Il nuovo Codice del Lavoro, che è in vigore da appena un mese, non ha portato molti aspetti positivi in termini di creazione di nuova occupazione, come promesso dal Governo, ma ha nel frattempo reso invece più facile per i datori di lavoro licenziare i propri dipendenti. «Invece dell’effetto promesso di creare nuovi posti di lavoro, il nuovo Codice del Lavoro ha introdotto solo delle nuove forme di schiavitù», ha detto Zoroslav Smolinsky, capo dei sindacati presso lo stabilimento Volkswagen di Bratislava. Egli ha aggiunto che ciò riguarda anche i cosiddetti ‘flexi-account’, dove i lavoratori fanno turni lunghissimi quando va bene al datore di lavoro, ma che poi vengono lasciati a casa non appena le aziende vedono ridursi gli ordini.
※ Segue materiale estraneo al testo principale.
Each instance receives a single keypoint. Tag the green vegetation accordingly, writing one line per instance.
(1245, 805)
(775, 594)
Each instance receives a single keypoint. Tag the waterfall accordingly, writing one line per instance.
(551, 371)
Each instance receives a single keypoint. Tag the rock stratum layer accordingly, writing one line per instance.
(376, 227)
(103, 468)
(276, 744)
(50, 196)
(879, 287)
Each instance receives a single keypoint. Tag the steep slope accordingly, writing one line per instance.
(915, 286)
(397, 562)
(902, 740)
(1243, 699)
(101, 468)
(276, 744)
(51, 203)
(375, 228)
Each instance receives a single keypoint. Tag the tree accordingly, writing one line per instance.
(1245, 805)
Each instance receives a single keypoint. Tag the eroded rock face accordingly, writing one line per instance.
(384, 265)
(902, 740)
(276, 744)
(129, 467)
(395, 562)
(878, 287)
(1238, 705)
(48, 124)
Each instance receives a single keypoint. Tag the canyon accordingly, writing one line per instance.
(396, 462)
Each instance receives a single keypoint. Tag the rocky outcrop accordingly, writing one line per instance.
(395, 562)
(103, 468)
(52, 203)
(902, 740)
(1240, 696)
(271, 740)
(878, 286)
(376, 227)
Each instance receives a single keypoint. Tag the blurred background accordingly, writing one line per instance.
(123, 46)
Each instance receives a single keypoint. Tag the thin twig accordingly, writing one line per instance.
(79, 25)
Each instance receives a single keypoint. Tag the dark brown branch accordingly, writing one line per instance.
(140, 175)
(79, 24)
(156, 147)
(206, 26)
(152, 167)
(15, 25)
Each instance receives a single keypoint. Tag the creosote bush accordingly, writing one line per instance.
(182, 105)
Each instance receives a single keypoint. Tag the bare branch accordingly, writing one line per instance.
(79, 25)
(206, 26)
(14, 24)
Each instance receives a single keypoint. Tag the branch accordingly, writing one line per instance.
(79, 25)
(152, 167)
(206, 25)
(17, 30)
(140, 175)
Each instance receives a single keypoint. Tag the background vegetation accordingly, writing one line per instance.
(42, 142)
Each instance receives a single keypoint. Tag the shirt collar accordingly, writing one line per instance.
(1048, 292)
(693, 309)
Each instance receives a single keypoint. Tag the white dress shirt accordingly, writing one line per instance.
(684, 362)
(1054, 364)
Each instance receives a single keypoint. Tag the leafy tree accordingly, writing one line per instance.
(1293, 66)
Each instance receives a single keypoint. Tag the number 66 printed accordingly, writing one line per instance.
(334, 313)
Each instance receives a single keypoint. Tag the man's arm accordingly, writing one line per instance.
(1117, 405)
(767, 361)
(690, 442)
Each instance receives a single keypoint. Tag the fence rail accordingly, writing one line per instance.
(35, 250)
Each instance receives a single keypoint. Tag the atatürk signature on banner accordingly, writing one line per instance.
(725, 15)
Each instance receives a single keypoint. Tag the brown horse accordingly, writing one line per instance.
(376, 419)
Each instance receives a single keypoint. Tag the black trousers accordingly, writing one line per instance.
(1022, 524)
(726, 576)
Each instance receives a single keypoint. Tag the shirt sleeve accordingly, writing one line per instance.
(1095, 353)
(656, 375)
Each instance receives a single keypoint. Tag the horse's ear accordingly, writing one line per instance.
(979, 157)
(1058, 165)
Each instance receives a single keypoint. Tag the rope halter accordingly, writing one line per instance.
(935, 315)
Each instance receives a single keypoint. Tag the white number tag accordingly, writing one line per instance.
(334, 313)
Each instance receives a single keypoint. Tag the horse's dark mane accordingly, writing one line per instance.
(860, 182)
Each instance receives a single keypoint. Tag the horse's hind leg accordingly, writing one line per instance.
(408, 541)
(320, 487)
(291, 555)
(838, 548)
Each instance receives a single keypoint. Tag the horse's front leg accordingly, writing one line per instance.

Smolinsky ha sottolineato che è emerso un dibattito a livello internazionale sulla enorme pressione praticata per aumentare la produttività in Europa orientale, compresa la Slovacchia, generando una situazione in cui le aziende hanno smesso di prendere in benché minima considerazione le esigenze e i diritti dei dipendenti.

«Nel nostro grande stabilimento, l’effetto della modifica al Codice del Lavoro non è ancora apparso in tutta la sua forza, ma abbiamo segnali di un certo numero di piccole società industriali sparse in tutto il Paese dove i dipendenti hanno cessato avere vita sociale e hanno una situazione particolarmente travagliata sul lavoro», ha detto Smolinsky.